Researchers from the Centre for Diet and Activity Research (CEDAR) at the University of Cambridge who conducted the study say that this trend could result in people increasingly turning to less healthy food.

"Food poverty and the rise of food banks have recently been an issue of public concern in the UK, but as well as making sure people don't go hungry it is also important that a healthy diet is affordable," said lead author Nicholas Jones.

"The increase in the price difference between more and less healthy foods is a factor that may contribute towards growing food insecurity, increasing health inequalities, and a deterioration in the health of the population." The cost of diet-related ill health to the National Health Service has been estimated to be £5.8 billion annually.

The 94 foods and beverages in the study were taken from the Office of National Statistics' Consumer Price Index 'basket': the list of items used to measure inflation in the UK. The items included in the study were those which remained in the 'basket' for every year of the decade analysed.

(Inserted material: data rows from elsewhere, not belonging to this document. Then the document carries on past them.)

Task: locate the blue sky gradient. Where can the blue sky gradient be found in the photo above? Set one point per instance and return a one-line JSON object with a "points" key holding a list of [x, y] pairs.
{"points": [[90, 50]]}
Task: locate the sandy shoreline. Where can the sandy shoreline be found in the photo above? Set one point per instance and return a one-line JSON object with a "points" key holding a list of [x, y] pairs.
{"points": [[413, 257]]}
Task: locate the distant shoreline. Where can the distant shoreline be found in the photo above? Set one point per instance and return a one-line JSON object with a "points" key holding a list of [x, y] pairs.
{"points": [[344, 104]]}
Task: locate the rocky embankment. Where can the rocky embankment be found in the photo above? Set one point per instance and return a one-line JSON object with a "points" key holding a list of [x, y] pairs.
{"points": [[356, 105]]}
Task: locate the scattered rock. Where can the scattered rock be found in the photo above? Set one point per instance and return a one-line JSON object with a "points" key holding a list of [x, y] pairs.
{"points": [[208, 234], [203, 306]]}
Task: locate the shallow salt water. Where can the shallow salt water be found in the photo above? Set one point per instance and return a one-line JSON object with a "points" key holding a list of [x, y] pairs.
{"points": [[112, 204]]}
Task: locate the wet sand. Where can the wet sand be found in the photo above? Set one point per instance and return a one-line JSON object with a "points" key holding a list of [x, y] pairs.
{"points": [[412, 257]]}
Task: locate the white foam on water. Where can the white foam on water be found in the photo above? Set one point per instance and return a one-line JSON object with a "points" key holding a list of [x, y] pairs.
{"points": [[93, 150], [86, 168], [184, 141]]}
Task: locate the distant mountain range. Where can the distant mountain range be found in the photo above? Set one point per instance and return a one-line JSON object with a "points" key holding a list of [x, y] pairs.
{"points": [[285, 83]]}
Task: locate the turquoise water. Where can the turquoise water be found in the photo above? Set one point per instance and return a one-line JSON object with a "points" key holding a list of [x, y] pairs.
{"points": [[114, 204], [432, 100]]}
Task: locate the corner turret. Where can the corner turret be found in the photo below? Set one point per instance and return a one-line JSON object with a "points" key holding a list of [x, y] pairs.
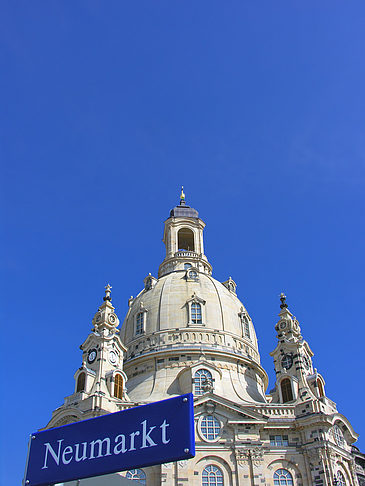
{"points": [[296, 379], [100, 382]]}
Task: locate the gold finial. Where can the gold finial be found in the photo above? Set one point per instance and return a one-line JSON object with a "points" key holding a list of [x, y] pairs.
{"points": [[107, 292], [182, 196]]}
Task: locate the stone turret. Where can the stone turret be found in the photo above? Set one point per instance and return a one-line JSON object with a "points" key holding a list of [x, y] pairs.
{"points": [[296, 379], [100, 382]]}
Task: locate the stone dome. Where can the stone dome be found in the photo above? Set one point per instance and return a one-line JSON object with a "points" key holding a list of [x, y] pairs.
{"points": [[166, 306], [186, 327]]}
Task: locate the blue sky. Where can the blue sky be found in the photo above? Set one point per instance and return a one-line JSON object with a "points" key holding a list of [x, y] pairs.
{"points": [[107, 108]]}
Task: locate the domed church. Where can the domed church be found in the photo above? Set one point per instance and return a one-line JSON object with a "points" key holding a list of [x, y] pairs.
{"points": [[187, 332]]}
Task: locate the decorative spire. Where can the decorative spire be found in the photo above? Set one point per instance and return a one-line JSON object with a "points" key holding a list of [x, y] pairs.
{"points": [[182, 197], [107, 293], [283, 304]]}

To match nationwide food prices to nutrient content for each of the foods, the researchers combined datasets from the Consumer Price Index and from the National Diet and Nutrition Survey. This novel link allowed them to establish which foods were either more or less healthy using an objective assessment of the foods' nutrient content, as defined by the UK Food Standards Agency's FSA-Ofcom nutrient profiling model.

"The finding shows that there could well be merit in public health bodies monitoring food prices in relation to nutrient content, hopefully taking into account a broader selection of foods than we were able to in this study," said Nicholas Jones.

The study's authors say their finding that more healthy food is more expensive tallies with work from similar high income nations. They point to other studies indicating that the EU's Common Agricultural Policy - which subsidises production of certain goods such as dairy, oil and sugar - has the potential to affect public health by influencing the availability and price of foods.

"To help achieve long-term improvements in eating habits, we need to address the high and rising prices of healthier foods, which is likely to be influenced by a number of factors including agricultural policy and production, food distribution, and retail pricing strategies," said senior author Dr Pablo Monsivais from CEDAR in Cambridge.

"Additionally, there is growing evidence that targeted subsidies can promote healthy eating for people on low incomes."